The primary reason why the DOD chose Android is because of its open source platform. Android’s open source software provides a flexible security system as experts can navigate through each and every line of code to discover the presence of any potholes and immediately fix it. Moreover it can be easily configured by the Army in case they want to install any security measures. The DOD has approved just one single Android device that is Dell Venue based on the criteria that are: The device must be running on Android 2.2 with the Android Market removed from its core to be used by DOD staff. Moreover all sorts of web browsing done on the device must be routed and classified information must be accessed via DOD proxy server.
Using Apple’s iPhone or iOS on the other hand by government officials is a risk specially when used by non-American officials. iOS tracks all your movements through the in-built GPS chips. When the UK minister uses his/her iPad in the Parliament, everything that he/she puts on the iPad via iTunes moves down to the Apple servers. Alternatively if he/she uses iCloud, all the data will reside in Apple servers and Apple knows all that she does. Thus using Apple possess a potential security threat for all government officials since Apple knows everything that they do that should be otherwise remain classified. Apple also does not provide a flexible security system but is rather slow at fixing security holds in its products exposing users vulnerable to attacks.

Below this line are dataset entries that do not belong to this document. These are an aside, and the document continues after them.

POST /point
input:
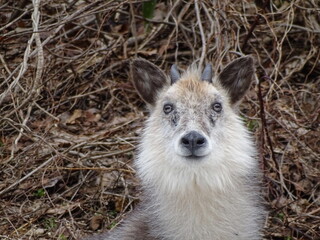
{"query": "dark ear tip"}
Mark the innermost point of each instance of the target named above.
(248, 60)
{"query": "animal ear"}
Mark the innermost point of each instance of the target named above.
(148, 79)
(207, 73)
(236, 77)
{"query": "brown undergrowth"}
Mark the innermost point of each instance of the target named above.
(70, 119)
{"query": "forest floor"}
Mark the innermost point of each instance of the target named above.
(70, 119)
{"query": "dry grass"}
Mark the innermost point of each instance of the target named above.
(70, 118)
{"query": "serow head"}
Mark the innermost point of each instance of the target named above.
(192, 113)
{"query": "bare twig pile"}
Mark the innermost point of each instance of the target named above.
(70, 118)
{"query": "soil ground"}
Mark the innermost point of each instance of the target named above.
(70, 119)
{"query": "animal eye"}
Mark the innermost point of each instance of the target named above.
(167, 108)
(217, 107)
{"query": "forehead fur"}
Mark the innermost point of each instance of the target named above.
(190, 86)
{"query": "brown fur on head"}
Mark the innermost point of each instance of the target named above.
(235, 78)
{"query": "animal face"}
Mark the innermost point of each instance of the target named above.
(193, 113)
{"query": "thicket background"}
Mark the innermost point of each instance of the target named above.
(70, 119)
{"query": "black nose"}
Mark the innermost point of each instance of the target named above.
(193, 141)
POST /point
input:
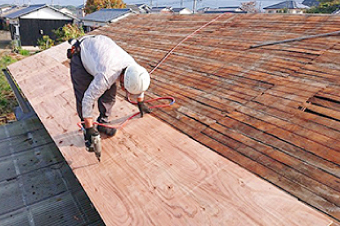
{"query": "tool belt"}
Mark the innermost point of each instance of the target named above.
(75, 49)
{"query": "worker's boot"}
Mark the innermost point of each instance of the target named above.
(109, 131)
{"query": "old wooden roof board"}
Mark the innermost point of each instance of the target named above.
(273, 110)
(159, 175)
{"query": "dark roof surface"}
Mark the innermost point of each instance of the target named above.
(37, 187)
(25, 11)
(106, 15)
(286, 5)
(273, 110)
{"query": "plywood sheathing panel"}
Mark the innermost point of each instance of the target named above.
(241, 103)
(218, 81)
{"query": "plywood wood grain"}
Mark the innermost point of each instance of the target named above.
(152, 174)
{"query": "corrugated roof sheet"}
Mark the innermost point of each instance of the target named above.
(106, 15)
(37, 187)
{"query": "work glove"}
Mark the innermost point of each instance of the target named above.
(143, 108)
(89, 132)
(109, 131)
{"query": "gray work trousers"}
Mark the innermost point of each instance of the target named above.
(81, 81)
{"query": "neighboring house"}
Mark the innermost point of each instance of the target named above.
(228, 9)
(286, 7)
(33, 22)
(67, 11)
(103, 17)
(5, 8)
(139, 8)
(181, 11)
(80, 11)
(162, 9)
(311, 3)
(4, 12)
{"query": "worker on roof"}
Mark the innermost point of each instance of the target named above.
(97, 62)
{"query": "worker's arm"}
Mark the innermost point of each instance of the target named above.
(96, 88)
(141, 105)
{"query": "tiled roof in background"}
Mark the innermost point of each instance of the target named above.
(273, 110)
(106, 15)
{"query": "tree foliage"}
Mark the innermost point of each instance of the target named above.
(94, 5)
(45, 42)
(325, 6)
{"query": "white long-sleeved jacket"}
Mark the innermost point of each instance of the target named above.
(105, 60)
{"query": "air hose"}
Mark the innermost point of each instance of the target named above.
(158, 64)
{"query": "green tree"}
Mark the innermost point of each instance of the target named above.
(68, 31)
(45, 42)
(94, 5)
(325, 6)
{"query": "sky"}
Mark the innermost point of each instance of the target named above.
(173, 3)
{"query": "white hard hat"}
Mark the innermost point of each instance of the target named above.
(136, 79)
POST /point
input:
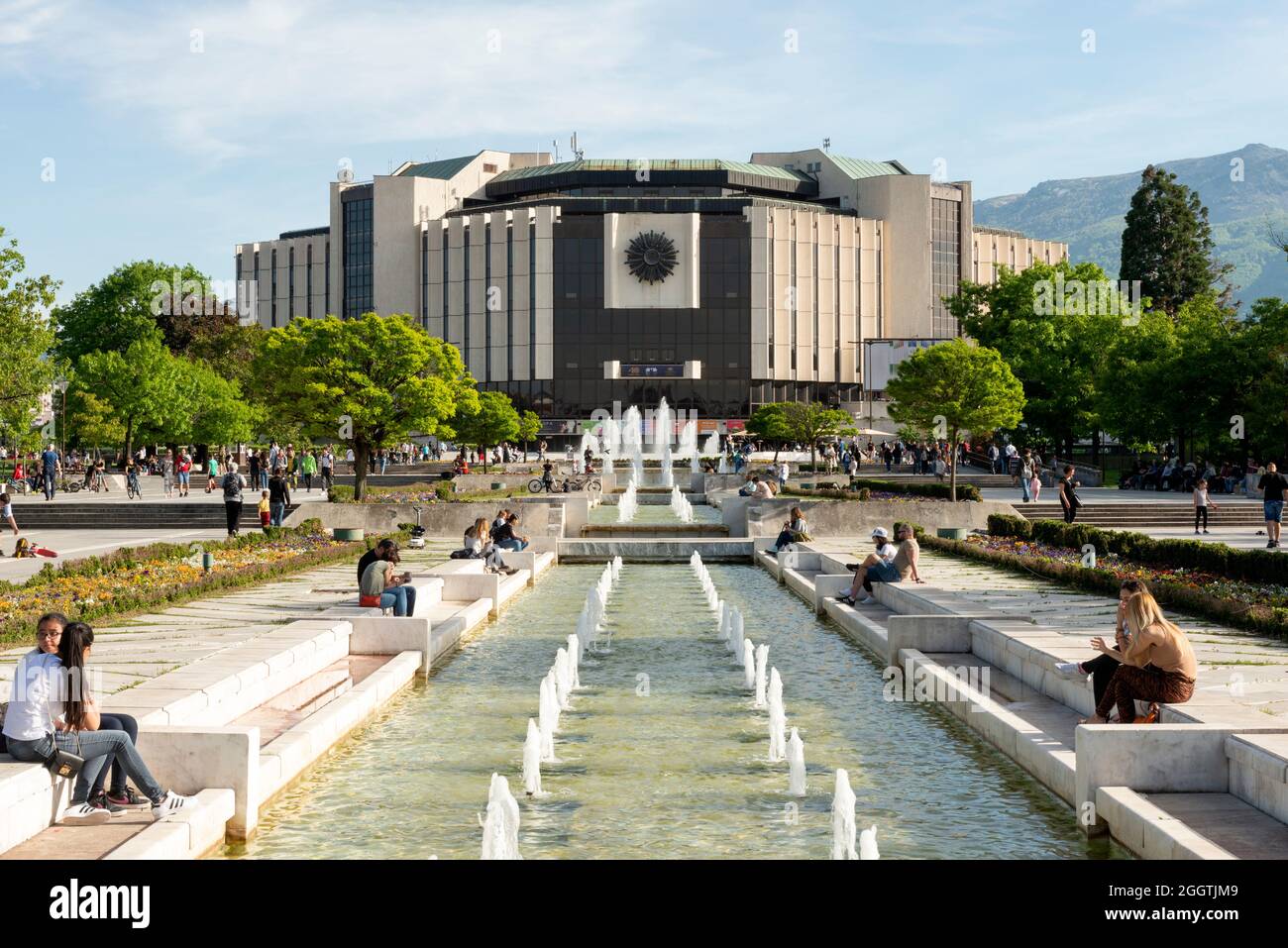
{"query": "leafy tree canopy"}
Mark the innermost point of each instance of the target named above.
(368, 381)
(952, 388)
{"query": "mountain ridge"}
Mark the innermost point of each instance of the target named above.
(1245, 192)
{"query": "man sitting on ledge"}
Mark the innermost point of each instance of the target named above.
(880, 567)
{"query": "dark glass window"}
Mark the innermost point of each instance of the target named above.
(945, 263)
(357, 257)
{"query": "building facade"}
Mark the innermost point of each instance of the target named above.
(578, 285)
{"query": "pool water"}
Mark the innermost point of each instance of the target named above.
(664, 755)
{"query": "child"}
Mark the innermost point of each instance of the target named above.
(1201, 504)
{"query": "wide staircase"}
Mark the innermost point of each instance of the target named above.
(1144, 514)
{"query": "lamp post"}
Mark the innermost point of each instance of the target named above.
(60, 386)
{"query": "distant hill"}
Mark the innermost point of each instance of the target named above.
(1089, 214)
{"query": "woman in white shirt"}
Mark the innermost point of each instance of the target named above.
(52, 710)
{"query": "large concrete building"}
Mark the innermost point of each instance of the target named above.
(720, 285)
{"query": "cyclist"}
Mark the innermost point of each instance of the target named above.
(132, 478)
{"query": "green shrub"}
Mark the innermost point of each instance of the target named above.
(1257, 618)
(1008, 526)
(1249, 566)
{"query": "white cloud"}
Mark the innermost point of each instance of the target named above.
(391, 71)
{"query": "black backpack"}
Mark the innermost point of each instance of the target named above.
(232, 487)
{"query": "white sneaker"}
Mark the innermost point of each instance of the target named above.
(172, 804)
(84, 814)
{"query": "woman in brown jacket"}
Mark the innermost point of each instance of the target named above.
(1158, 664)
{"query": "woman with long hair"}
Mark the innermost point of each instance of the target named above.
(1103, 666)
(1158, 664)
(73, 651)
(381, 586)
(53, 710)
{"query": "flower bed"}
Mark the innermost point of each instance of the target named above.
(162, 575)
(866, 488)
(1254, 605)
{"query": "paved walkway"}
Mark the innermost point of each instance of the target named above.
(142, 647)
(1243, 678)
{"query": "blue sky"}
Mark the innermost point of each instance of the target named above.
(175, 154)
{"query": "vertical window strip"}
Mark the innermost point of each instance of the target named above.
(509, 303)
(487, 300)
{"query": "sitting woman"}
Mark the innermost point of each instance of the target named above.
(382, 587)
(1158, 664)
(478, 544)
(1103, 666)
(880, 561)
(795, 531)
(52, 710)
(120, 796)
(506, 537)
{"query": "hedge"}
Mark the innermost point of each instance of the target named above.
(1257, 618)
(1249, 566)
(932, 489)
(18, 626)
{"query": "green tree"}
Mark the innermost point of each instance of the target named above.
(1052, 324)
(811, 421)
(214, 410)
(490, 420)
(1167, 244)
(368, 382)
(769, 423)
(26, 372)
(91, 423)
(142, 385)
(952, 388)
(127, 305)
(529, 427)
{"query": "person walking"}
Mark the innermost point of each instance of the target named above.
(1273, 485)
(1201, 504)
(1026, 476)
(308, 468)
(278, 497)
(167, 473)
(232, 484)
(7, 513)
(1069, 500)
(326, 464)
(52, 467)
(183, 468)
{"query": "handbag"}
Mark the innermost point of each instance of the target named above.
(64, 763)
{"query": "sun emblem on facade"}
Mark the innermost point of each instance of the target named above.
(651, 257)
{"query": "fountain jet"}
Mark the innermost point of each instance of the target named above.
(501, 824)
(842, 818)
(795, 764)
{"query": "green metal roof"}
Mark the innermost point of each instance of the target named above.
(445, 168)
(861, 167)
(653, 165)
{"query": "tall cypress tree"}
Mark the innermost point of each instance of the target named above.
(1167, 244)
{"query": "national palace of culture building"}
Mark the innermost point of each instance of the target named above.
(720, 285)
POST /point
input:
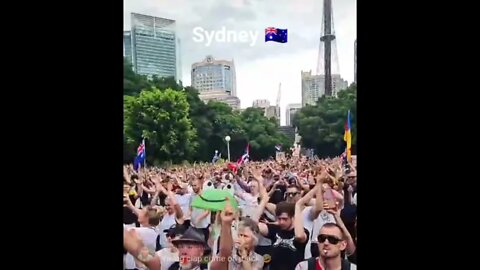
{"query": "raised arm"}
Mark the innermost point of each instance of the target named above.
(176, 207)
(350, 249)
(261, 206)
(226, 240)
(300, 234)
(242, 183)
(128, 203)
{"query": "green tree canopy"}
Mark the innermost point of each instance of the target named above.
(162, 118)
(179, 126)
(322, 126)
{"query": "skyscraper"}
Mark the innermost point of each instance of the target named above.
(212, 74)
(313, 86)
(291, 110)
(127, 46)
(269, 110)
(215, 79)
(153, 46)
(355, 63)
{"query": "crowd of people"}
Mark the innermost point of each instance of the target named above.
(288, 214)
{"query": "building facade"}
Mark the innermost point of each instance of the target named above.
(291, 110)
(313, 86)
(220, 96)
(151, 45)
(261, 103)
(214, 75)
(355, 62)
(269, 110)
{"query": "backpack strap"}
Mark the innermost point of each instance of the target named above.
(345, 264)
(311, 263)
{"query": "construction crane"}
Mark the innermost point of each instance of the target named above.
(279, 94)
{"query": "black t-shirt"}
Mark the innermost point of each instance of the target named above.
(286, 251)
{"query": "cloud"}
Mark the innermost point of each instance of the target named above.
(259, 68)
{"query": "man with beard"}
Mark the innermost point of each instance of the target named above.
(331, 239)
(289, 237)
(199, 218)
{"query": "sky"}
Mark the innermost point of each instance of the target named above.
(261, 67)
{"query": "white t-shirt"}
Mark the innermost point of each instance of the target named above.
(149, 237)
(323, 218)
(167, 257)
(308, 224)
(167, 222)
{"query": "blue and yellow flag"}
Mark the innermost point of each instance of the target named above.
(348, 137)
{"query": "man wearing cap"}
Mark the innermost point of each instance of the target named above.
(169, 255)
(191, 247)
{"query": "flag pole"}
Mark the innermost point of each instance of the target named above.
(145, 155)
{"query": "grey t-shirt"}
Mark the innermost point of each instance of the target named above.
(196, 212)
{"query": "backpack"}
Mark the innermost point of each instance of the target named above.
(311, 264)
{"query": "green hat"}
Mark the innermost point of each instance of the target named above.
(214, 200)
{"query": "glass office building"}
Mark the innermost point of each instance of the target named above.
(151, 45)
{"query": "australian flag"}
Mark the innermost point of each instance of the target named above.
(140, 158)
(276, 34)
(278, 147)
(216, 157)
(245, 157)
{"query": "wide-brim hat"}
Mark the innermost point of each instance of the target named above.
(214, 200)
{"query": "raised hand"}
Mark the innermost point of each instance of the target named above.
(227, 215)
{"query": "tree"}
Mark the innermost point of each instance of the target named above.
(262, 133)
(162, 118)
(322, 126)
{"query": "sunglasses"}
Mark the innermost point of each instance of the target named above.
(331, 239)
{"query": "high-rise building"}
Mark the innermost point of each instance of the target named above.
(212, 75)
(261, 103)
(291, 110)
(127, 46)
(215, 80)
(220, 96)
(269, 110)
(152, 46)
(355, 63)
(313, 86)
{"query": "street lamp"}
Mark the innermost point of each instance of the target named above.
(227, 138)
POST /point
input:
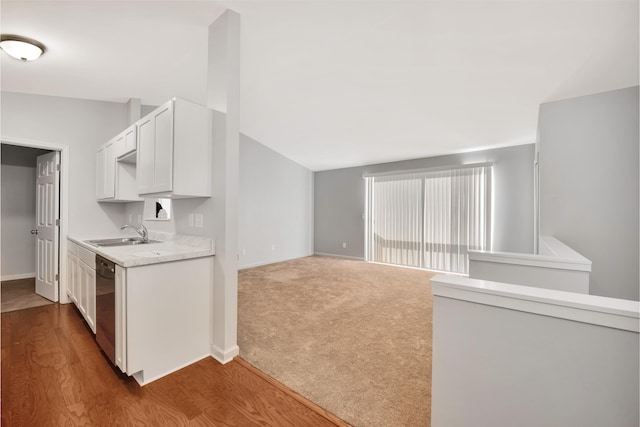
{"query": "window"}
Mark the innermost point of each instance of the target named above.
(429, 219)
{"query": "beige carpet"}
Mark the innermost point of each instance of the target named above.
(19, 295)
(353, 337)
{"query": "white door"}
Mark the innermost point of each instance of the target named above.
(47, 227)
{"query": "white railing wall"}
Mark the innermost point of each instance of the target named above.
(510, 355)
(556, 267)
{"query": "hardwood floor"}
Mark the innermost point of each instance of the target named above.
(20, 294)
(53, 373)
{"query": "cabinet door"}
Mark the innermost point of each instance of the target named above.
(155, 151)
(121, 318)
(120, 145)
(83, 282)
(146, 155)
(163, 168)
(91, 299)
(100, 162)
(130, 142)
(72, 275)
(110, 168)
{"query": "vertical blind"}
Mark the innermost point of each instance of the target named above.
(429, 219)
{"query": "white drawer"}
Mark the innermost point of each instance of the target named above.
(87, 257)
(72, 247)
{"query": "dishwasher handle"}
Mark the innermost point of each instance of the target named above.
(105, 268)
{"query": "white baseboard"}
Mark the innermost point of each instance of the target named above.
(17, 276)
(260, 264)
(339, 256)
(223, 356)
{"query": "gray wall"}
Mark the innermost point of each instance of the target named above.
(275, 206)
(589, 184)
(18, 211)
(340, 199)
(83, 126)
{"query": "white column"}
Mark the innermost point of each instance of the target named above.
(223, 96)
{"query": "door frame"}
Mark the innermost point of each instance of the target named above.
(64, 204)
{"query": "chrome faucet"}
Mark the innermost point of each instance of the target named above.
(142, 231)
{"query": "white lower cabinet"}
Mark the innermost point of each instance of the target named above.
(162, 317)
(82, 281)
(121, 318)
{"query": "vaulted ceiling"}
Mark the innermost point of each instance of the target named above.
(334, 84)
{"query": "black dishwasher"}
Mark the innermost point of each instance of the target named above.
(106, 306)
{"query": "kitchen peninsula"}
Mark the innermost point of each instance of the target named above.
(162, 300)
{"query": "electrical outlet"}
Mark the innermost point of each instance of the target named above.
(199, 220)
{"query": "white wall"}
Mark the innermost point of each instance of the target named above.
(589, 184)
(18, 212)
(83, 126)
(275, 206)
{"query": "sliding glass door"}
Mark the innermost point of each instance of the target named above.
(429, 219)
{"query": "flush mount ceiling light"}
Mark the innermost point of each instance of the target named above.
(21, 48)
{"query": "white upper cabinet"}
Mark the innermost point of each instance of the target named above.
(126, 143)
(116, 169)
(174, 151)
(105, 171)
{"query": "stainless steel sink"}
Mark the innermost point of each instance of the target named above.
(123, 241)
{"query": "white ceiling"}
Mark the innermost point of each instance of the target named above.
(335, 84)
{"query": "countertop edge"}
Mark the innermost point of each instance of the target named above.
(130, 260)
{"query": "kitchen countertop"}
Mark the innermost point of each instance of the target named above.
(171, 247)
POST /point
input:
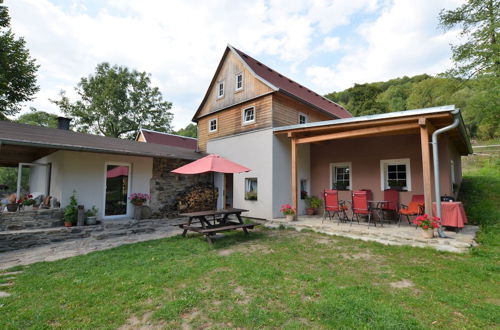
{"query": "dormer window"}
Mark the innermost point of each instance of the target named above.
(249, 115)
(220, 89)
(302, 118)
(212, 125)
(239, 82)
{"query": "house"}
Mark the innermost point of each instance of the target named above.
(150, 136)
(299, 143)
(102, 171)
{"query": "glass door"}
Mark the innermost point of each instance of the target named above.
(117, 181)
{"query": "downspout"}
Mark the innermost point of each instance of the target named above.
(435, 153)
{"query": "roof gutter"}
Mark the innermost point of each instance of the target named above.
(435, 153)
(88, 149)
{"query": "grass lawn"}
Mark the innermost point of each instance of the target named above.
(271, 279)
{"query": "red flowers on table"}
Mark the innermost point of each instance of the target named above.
(287, 209)
(424, 222)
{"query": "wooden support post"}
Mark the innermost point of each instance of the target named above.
(295, 197)
(426, 165)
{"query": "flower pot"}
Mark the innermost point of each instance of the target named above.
(428, 233)
(12, 207)
(91, 221)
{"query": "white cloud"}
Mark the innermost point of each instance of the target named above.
(403, 40)
(181, 41)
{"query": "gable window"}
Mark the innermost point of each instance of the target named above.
(341, 176)
(249, 115)
(239, 82)
(251, 189)
(212, 125)
(395, 174)
(220, 89)
(302, 118)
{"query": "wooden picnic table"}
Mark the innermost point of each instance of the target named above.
(220, 222)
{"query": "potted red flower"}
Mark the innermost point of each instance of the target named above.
(427, 224)
(288, 211)
(138, 199)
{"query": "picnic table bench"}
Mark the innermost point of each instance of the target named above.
(221, 222)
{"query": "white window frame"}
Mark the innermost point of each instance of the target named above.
(210, 130)
(384, 177)
(332, 176)
(219, 96)
(236, 89)
(256, 188)
(305, 116)
(243, 117)
(129, 188)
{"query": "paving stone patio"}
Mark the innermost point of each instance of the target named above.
(389, 234)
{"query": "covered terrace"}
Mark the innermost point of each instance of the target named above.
(365, 152)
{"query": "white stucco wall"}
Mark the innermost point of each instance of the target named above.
(255, 151)
(84, 173)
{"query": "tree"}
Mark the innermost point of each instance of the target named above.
(117, 102)
(38, 118)
(190, 130)
(17, 69)
(480, 23)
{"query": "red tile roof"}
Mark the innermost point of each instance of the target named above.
(291, 87)
(169, 139)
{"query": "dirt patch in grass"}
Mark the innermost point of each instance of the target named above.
(241, 292)
(143, 323)
(246, 248)
(402, 284)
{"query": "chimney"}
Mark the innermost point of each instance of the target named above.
(63, 123)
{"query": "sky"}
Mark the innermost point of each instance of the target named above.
(324, 45)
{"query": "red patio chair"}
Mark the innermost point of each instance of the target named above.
(334, 206)
(360, 205)
(392, 204)
(416, 207)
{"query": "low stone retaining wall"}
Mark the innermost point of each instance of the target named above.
(31, 219)
(21, 239)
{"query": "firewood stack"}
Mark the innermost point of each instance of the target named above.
(197, 198)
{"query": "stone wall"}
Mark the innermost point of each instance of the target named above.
(166, 187)
(31, 219)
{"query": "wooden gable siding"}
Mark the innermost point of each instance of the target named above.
(230, 121)
(286, 111)
(252, 87)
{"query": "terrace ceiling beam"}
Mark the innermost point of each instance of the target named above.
(371, 131)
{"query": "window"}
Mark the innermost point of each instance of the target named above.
(340, 176)
(249, 115)
(303, 189)
(212, 125)
(395, 173)
(251, 189)
(239, 82)
(302, 118)
(220, 89)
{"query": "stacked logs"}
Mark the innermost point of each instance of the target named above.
(197, 198)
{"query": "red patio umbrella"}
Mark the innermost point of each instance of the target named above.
(211, 163)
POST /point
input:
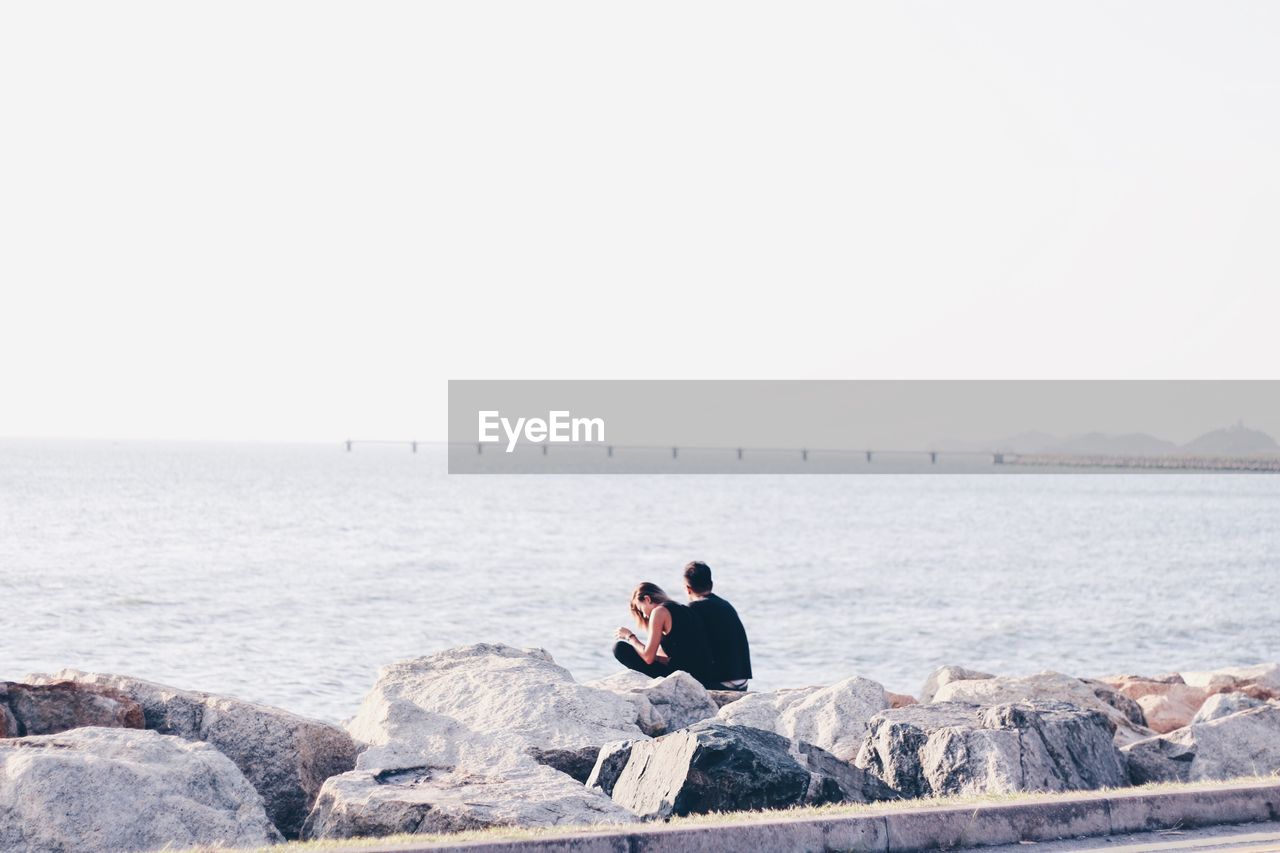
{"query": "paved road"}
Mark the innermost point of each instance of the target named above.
(1243, 838)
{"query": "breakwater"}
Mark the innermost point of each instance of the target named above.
(1260, 464)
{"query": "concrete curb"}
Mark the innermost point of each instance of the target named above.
(923, 829)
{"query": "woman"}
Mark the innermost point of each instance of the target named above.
(677, 639)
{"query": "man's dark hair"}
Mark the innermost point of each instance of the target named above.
(698, 575)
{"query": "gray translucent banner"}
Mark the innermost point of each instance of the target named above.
(862, 427)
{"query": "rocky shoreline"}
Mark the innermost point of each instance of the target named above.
(492, 735)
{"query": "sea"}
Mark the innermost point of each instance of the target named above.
(288, 574)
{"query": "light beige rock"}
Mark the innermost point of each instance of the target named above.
(831, 717)
(1051, 687)
(426, 772)
(946, 675)
(1260, 682)
(1166, 703)
(507, 692)
(284, 756)
(663, 705)
(123, 789)
(1239, 744)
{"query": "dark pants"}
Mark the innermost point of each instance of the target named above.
(627, 656)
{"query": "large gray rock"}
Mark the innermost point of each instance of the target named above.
(831, 717)
(959, 748)
(1052, 687)
(946, 675)
(662, 705)
(608, 766)
(718, 767)
(123, 789)
(49, 708)
(425, 772)
(1224, 705)
(1240, 744)
(508, 692)
(286, 757)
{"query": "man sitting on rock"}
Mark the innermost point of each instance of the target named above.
(730, 651)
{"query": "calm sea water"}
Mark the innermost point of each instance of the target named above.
(288, 574)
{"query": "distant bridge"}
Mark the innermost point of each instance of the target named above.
(997, 457)
(1180, 463)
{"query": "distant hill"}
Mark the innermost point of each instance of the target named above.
(1233, 441)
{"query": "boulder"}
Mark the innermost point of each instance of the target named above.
(718, 767)
(662, 705)
(49, 708)
(123, 789)
(726, 697)
(831, 717)
(1224, 705)
(426, 772)
(504, 690)
(1260, 682)
(286, 757)
(959, 748)
(946, 675)
(1166, 702)
(1052, 687)
(1240, 744)
(608, 766)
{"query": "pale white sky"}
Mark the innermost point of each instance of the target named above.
(295, 220)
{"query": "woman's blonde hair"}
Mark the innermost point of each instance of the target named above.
(654, 593)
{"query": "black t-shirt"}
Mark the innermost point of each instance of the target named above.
(726, 635)
(686, 643)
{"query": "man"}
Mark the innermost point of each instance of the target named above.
(731, 653)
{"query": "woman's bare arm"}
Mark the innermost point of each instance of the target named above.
(659, 623)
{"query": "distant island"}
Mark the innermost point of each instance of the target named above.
(1237, 439)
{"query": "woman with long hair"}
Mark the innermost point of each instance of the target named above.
(676, 641)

Android’s approval by the Pentagon over iOS is indeed a major setback for Apple. Pentagon is still testing iOS devices but hasn’t approved of any till date as it is difficult to load customized security software into Apple’s system. Government officials also reported that they were quiet uncomfortable with Apple’s ability to track its user’s location. Blackberry is presently the only one used smartphone that officials are using on DOD networks and Android is the next step. Pentagon is already working on a widespread testing of smartphone prototypes to be utilized during combats.